By Michele On 2011.01.27 19:42
On thin Ice, I know how you feel. I sometimes do this with my PDr husband too. With me, it is when I can't understand him. His speech is affected and he speaks very softly. Sometimes there is no audible speech at all (but he thinks he is speaking audibly). It is so frustrating for both of us but it seems to bother me more. I get angry with him for not understanding that I can't hear him, keep asking him to repeat himself and expect him to speak louder (which of course he can't). His writing is very hard to read most of the time and sign language doesn't always work. Anyway, I feel guilty and ashamed that my anger gets the best of me. I know that I'm human and the stress and feelings of loss make me angry but I feel badly anyway in the moment. It's easy for me to say to you that "you are human, it's ok for you to get angry sometimes. You are under a lot of stress and you've lost a lot too" I know that this is true but I feel that I have to be perfect and never get angry with him. As I'm writing this I realize how silly this is. I believe that many caregivers feel this way. That is to say that because of what our loved ones with PD go through we should never get angry with them. Yes I sometimes feel like I am the one with dementia.

By packerman On 2011.01.28 10:30
Michelle, one of the best things we got from the Speech Therapist was "think loud". it works--he enunciates louder and clearer.

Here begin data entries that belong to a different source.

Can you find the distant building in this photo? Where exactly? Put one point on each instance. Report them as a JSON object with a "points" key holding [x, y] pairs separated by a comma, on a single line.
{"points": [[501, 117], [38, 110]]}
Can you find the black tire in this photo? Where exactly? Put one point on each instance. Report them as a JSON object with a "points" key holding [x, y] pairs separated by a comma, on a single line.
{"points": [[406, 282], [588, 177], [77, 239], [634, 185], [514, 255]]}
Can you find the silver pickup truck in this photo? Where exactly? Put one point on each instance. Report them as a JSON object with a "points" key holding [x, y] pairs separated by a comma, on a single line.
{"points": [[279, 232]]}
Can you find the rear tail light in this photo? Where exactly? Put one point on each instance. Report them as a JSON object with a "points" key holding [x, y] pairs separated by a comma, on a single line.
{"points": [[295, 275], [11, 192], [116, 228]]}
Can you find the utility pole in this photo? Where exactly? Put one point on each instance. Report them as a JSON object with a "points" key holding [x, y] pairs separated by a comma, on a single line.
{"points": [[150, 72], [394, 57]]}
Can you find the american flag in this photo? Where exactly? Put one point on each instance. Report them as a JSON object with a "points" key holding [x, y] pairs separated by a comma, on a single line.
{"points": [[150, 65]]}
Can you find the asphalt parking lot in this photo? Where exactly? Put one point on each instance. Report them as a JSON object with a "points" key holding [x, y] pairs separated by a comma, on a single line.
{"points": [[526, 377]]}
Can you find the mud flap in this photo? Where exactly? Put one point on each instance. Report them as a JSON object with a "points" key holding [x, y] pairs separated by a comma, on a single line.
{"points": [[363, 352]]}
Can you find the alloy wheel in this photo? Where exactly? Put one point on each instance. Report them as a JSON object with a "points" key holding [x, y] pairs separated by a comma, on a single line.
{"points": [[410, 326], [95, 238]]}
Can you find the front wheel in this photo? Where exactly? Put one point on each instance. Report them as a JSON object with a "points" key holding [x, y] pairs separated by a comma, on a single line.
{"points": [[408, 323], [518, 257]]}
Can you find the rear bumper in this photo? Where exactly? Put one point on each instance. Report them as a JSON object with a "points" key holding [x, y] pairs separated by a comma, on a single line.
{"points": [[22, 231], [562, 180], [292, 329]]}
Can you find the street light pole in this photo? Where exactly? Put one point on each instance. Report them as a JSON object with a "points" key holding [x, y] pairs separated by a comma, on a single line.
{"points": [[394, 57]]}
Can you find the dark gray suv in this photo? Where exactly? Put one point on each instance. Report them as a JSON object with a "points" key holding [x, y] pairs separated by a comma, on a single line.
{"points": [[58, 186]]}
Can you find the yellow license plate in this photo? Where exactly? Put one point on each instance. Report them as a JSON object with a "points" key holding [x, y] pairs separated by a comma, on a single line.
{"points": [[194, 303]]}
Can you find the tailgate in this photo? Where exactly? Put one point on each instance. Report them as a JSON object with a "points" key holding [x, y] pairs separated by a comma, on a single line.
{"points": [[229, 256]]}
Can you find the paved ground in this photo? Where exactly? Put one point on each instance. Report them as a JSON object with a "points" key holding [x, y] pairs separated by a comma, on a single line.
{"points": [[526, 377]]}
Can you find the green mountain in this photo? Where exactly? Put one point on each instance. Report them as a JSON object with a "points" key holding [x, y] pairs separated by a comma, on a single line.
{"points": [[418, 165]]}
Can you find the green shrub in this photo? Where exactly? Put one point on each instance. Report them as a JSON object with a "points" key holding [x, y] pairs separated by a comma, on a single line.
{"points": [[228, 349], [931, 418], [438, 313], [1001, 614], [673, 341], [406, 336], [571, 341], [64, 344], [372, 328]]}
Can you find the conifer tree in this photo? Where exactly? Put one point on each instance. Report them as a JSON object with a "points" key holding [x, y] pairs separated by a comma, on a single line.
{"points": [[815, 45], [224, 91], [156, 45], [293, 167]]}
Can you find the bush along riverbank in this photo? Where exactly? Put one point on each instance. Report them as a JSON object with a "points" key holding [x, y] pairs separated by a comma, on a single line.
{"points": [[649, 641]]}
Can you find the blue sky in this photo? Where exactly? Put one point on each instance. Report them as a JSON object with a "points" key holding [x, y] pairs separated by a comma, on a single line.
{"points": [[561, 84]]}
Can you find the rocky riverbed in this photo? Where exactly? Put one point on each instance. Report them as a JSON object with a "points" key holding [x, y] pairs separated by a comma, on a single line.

there is also "think big", which works for both writing and movements.

good luck,
Pat

By parkinit On 2011.01.30 08:44
On thin ice - Stress will make your mind foggy and thinking unclear. We are going through the last few weeks of my dad's journey with cancer and my mom said she knows she is not thinking clearly and I find myself going somewhere with a purpose and then that purpose quickly evades me.

Have you tried couseling or doing something healthy or indulgent for yourself to alleviate your stress? Make sure you do. I take daily walks and most of the time this helps, but right now things are at a such a high level of stress, I'm not able to "erase" it all with a simple walk.

Hang in there. Be kind to yourself and you'll be kind to others.

By onthinice On 2011.02.01 12:49
Thank you, everyone, for your kind responses and advice. I have found that my stress level has decreased a bit just by finding this forum, and reading the experiences of people who understand what I am going through. In my daily life, friends and family just don't get it, and I don't expect them to. I thank G-d for all of you, and your willingness to help!